Example Application of the Scenario-Driven Analysis

Mike Allocco, PE, CSP


Introduction

To demonstrate the concept of an inclusive system hazard analysis using scenario-driven hazard analysis an example process system is detailed and analyzed. The process system does not represent any particular design. It is a generic example for illustration purposes. There are errors in this design, which will become apparent as a result of the analysis. This example is not all-inclusive and it is limited in detail. Expect that there would be hundreds of scenarios if this were a true effort.

Describe the System

The first step in the analysis is to describe the system with enough detail to enable an initial analysis such as a preliminary hazard/threat/vulnerability analysis. In this example the design is in concept refinement and the analyst has been tasked to provide input from a system safety view. Consequently the analyst decides to conduct for example a preliminary hazard analysis, or a process hazard analysis.

System Assurance

A word of caution...depending on resources and the complexity of the system the analyst may work with subject matter experts to acquire as mush knowledge about the system as possible. Supportive analyses may be conducted concurrently in other specialty-engineering disciples in system assurance such as human factors, reliability, security, and maintainability engineering. After appropriate knowledge is acquired some analysts may be able to initially construct various analyses alone. Attempting to conduct analyses in groups is laborious and time consuming. It is recommended that once initial analysis work has been conducted experts can be used to further refine the analysis. Time and time again, depending on backgrounds, experience, and perceptions about system safety excessive discussion and debate can occur. Not all consensuses are effective. There is a skill to facilitate effective analysis via a group.

Example System

The example system provides for the underground storage of a highly dangerous hazardous material. If the material comes in contact with air or water it is highly toxic, reactive, volatile, and it can explode. The material is also very corrosive. Due to the dangerous nature of the material it has been decided to store the material deep underground, in a storage tank and piping are made of material that is compatible with the substance, stainless steel. The material will be fed underground to the process facility, based upon demand determined and indicated by a computer control processor. The processor automatically activates the feed valve at the facility and remote valves at the tank. The computer monitors the facility operation and automatically distributes the hazardous material. The computer also monitors the hazardous storage for temperature, pressure, and external leakage. If the monitored parameters are out of specification the computer activates the appropriate safety device, a relief subsystem and scrubber to clean and/or burn off any material that may leak. There are also various alarms.

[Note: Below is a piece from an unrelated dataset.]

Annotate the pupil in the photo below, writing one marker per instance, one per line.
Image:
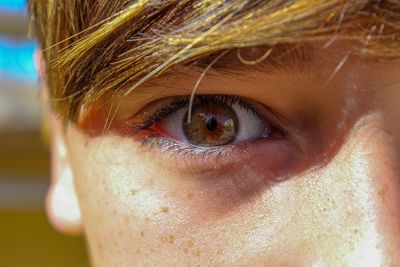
(212, 124)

The computer monitor is redundant. There is a local monitor at the remote storage site and a monitor at the facility. A human operator who oversees the total operation further backs up all automatic functions. The operator is located at the facility control center. It the event of an emergency all functions can be accomplished manually and automation can be bypassed. Each computer monitor has a display, which graphically indicates the monitored parameters, temperature, pressure and leakage. There are audio and visual alarm indicators.

There are many ways to initially approach this effort and many individual analyses to consider. To conduct an inclusive system hazard analysis here are a number of analyses that should be conducted. The following information is not all-inclusive. Depending on the analyst experience and background a number of analyses can be conducted simultaneously. Experienced system analysts can directly construct accident scenarios/adverse event that can address the following.  

  • Since there is hardware the analyst may conduct a failure modes and effects analysis. All physical component failures and causes are listed. Components can fall on or off, or in a partially open state. Flow can be affected by blockage or contamination. Seals and connections can excessively leak. Wear and degradation can occur within moving parts. Material incompatibility can cause corrosion resulting in failure. Vibration can cause failures. Components can be physically damaged. There can be installation, assembly, and maintenance errors that can cause failures. The environment can adversely affect physical components, earthquake, flood, water intrusion, ice, temperature cycling. Vandalism and security threat can cause damage. Vehicle damage and ground loading can cause failures. There may be physical common events that can cause catastrophic failure.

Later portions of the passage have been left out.